Yesterday, I hosted the third edition of the Yayavr Book Club. The community has swelled with participants who are observant, curious, interested and invested in learning.

On August 23rd, 2022, we read “Chai: the Great Tea Campaign” from Lizzie Collingham’s book Curry (2005). The reading was a stepping stone to explore larger questions of foodways, agriculture, habits and gendered spaces. Here is a glimpse of what we discussed:

1. Production of Tea - Agriculture and Labour Conditions

Collingham wrote about the “Coolie Catchers” who forced “desperate peasants as labour for the tea plantations” in Assam, following the “Tea Gold Rush” in the 1860s. Gazal and Soumya highlighted how the conditions of tea laborers, and sugarcane workers in India, are still abysmal. Naomi remarked at how they are often stuck in a “closed economy” of chits and rations, with no access to cash. Paramita informed us that tea pickers do not fall under the category of “farmers” and hence cannot avail of Government benefits. How do we define the category of “farming” for policies, and where do fishing and foraging (edible leaves, honey, wild fruits) fit into the agricultural system? What makes a piece of land “unsuitable” for agriculture or reclamation ? How could this result in animal-human/ city-forest conflicts? How do we differentiate between “efficient” agriculture and food production within a holistic system? How is the gig economy (Big Basket, Blinkit, Swiggy) affecting food distribution and farmer welfare?

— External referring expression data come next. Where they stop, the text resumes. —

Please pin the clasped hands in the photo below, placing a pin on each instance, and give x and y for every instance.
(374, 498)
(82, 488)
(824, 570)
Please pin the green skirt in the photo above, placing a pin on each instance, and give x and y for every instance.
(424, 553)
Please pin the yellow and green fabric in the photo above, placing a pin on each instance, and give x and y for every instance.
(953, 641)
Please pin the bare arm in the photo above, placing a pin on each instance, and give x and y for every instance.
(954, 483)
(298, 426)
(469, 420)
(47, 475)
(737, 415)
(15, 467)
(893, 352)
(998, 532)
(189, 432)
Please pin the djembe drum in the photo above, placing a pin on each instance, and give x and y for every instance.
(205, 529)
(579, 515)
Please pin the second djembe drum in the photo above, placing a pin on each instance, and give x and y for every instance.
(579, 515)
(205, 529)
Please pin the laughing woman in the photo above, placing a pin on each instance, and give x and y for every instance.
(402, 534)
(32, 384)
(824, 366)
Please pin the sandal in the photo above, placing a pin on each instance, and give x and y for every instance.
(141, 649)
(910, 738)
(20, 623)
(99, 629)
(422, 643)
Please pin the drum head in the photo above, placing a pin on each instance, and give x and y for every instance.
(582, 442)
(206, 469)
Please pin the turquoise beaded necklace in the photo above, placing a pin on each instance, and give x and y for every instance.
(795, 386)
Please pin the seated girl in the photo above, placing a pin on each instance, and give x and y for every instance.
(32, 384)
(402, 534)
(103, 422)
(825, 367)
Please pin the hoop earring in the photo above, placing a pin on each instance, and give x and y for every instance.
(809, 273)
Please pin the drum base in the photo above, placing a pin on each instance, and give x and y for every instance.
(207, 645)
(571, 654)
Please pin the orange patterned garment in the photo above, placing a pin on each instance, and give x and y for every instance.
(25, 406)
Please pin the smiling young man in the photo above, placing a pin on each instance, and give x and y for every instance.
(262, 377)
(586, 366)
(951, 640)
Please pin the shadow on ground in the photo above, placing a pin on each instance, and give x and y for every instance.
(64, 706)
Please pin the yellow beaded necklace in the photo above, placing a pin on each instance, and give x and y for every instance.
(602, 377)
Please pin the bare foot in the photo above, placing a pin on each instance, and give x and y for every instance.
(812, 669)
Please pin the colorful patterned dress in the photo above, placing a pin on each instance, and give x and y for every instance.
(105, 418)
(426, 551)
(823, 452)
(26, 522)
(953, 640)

2. Distribution - Marketing Campaigns and Habit

Most of us, including Amar, Ankita, Debo, Vanita and Ravi were amazed at how a marketing campaign by the Indian Tea Association changed the way an entire subcontinent drank and socialised. We spoke about “habits” and “traditions” and how beverages can sometimes be conflated with nationalism. We wondered about pre-colonial tea traditions in India - such as the salted butter tea in Ladakh and the phalep (fermented tea leaves in hollow bamboos) in the North-East. As well as the marketing challenges for tea in Southern India, where it had to compete with coffee.

Kritika questioned what we drank before tea. These beverages probably varied according to region and climatic conditions - nimbu pani, sharbat, fruit juices, lassi, chaas, jeera-water, karingali vellum, kanji ka paani, kashayam, roasted rice water etc. It would be wonderful to compile a list of beverages consumed in different regions of the subcontinent - please add in the comments below.

3. Consumption - Congregation around a tea stall and public spaces

While Collingham praised the emergence of a new “civic space” around tea stalls, Zoya, Sumaiya, Manaswi and Fehmida brought up nuances on gender and public spaces. Do women have equal access to public “eating and drinking” spaces in the city? Can a woman drink chai/ coffee/beer alone in a cafe/bar and feel comfortable? How is the experience in metropolitan cities different for women as compared to smaller towns and villages?

Thank you all for your thought-provoking questions and discussions. I am still buzzing from last evening.